We also evaluated the performance of the unified test strategy, GENE_P, which combines results across SBAT, SKAT-O, ACAT-V, and BURDEN-ACAT using the Cauchy combination method. GENE_P finds the most signals (1,688) compared to the other methods (1,312 for SBAT, 1,447 for SKAT-O, 1,154 for ACAT-V, and 1,278 for BURDEN-ACAT) using a genome-wide significance threshold of 7.5 × 10−9 (Figure S4). While there are 138 gene/trait associations that are missed by GENE_P, they all correspond to signals near the significance threshold (less than one order of magnitude away). In addition, we carried out a leave-one-test-out evaluation to assess the added benefit of each test to all the other tests. Leaving out ACAT-V, SBAT, and SKAT-O led to a reduction in the number of associations of 102, 73, and 23, respectively. Leaving out BURDEN-ACAT led to an increase of 5 associations (Figure S6). This highlights the importance of including SBAT into the GENE-P approach, and how the simpler BURDEN-ACAT approach offers little advantage in terms of power.
Discussion
In this work, we introduced a gene-based association test that pools information across multiple burden scores using constrained linear regression. Our approach is well suited for gene-based testing: modeling burden scores jointly accounts for burden score correlations, while non-negative constraints induce sparsity in effect estimates. In simulations we showed that our SBAT method has well controlled type I error rates and outperforms SKAT-O and ACAT-V in scenarios where most causal variants have the same effect directions and rarer variants substantially contribute to the gene signal. We further confirmed our simulation results in the analysis of 73 quantitative phenotypes in the UK Biobank whole-exome sequencing data and showed that the four examined tests (SBAT, SKAT-O, ACAT-V, and BURDEN-ACAT) share most of the gene signals, complementing each other by signals that are test specific. SBAT notably revealed the highest number of unique associations (115) among the other two tests targeting the burden signals, SKAT-O (58) and BURDEN-ACAT (16). Following a common practice in designing gene-burden tests,9,10,11 we proposed a strategy to provide a single p value per gene by combining results from the four tests available at different variant annotation classes and allele frequency bins.
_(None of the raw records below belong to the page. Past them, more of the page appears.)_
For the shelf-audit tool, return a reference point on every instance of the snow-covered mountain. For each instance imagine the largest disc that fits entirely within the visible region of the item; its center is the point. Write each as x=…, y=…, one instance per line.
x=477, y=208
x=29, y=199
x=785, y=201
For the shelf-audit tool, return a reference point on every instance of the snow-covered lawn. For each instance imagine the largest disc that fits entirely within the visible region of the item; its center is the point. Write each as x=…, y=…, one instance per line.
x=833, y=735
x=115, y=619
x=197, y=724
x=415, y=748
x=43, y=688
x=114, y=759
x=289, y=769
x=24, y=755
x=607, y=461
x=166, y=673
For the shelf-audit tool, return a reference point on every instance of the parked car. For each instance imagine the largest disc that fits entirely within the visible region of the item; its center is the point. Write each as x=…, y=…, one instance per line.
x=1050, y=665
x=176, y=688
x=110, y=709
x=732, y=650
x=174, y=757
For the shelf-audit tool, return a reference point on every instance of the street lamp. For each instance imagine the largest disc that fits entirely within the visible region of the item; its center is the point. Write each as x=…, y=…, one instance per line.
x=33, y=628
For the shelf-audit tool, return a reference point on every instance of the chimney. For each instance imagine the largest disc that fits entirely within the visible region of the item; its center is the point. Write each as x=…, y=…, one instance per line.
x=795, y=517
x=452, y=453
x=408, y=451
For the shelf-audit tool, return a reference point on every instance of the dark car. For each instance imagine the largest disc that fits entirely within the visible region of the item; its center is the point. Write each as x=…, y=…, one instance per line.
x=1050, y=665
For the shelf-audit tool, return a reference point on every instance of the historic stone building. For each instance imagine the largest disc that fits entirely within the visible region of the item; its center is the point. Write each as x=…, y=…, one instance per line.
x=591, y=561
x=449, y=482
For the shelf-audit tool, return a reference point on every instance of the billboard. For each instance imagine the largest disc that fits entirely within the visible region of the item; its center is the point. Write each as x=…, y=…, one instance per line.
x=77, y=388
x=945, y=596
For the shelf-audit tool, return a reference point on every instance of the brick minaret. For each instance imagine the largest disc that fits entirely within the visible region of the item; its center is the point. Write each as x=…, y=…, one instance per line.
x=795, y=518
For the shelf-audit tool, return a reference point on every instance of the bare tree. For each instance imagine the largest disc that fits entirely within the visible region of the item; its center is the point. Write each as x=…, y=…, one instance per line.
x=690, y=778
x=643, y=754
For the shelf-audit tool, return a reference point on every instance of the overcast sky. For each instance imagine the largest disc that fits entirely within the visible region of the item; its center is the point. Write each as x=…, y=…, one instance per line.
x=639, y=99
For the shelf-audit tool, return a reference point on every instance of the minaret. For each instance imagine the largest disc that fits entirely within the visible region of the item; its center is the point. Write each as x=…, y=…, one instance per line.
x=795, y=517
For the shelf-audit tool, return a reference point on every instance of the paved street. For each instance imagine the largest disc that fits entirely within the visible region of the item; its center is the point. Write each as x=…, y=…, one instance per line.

We highlighted two gene-phenotype SBAT associations in the UK Biobank analysis that were missed by alternative tests, SKAT-O, ACAT-V, and BURDEN-ACAT. The two associations PITX1-standing height and ETV6-platelet count are well established in the literature.23,24,27 Our results stress the role of pLoF singletons for both gene-phenotype pairs, where the burden scores with these variants show the lowest p values (3.8 × 10−8 and 2.6 × 10−8, respectively) but do not pass the significance threshold of our study (9.4 × 10−9). The SBAT joint model aggregates the evidence of association from multiple burden scores amplifying the signal (SBAT p values 2.3 × 10−11 and 1.3 × 10−12, respectively). These two SBAT findings agree with our simulation results, where SBAT outperforms other tests when the signal is concentrated at rarer variants with the same direction of effects. We also observe that SBAT gives more informative effect estimates in comparison to marginal and joint OLS estimates (Figures 5B and 6B), selecting the top burden scores of pLoF singleton variants and favoring missense burden scores with more deleterious annotations (M3 and M4 are preferred to M2).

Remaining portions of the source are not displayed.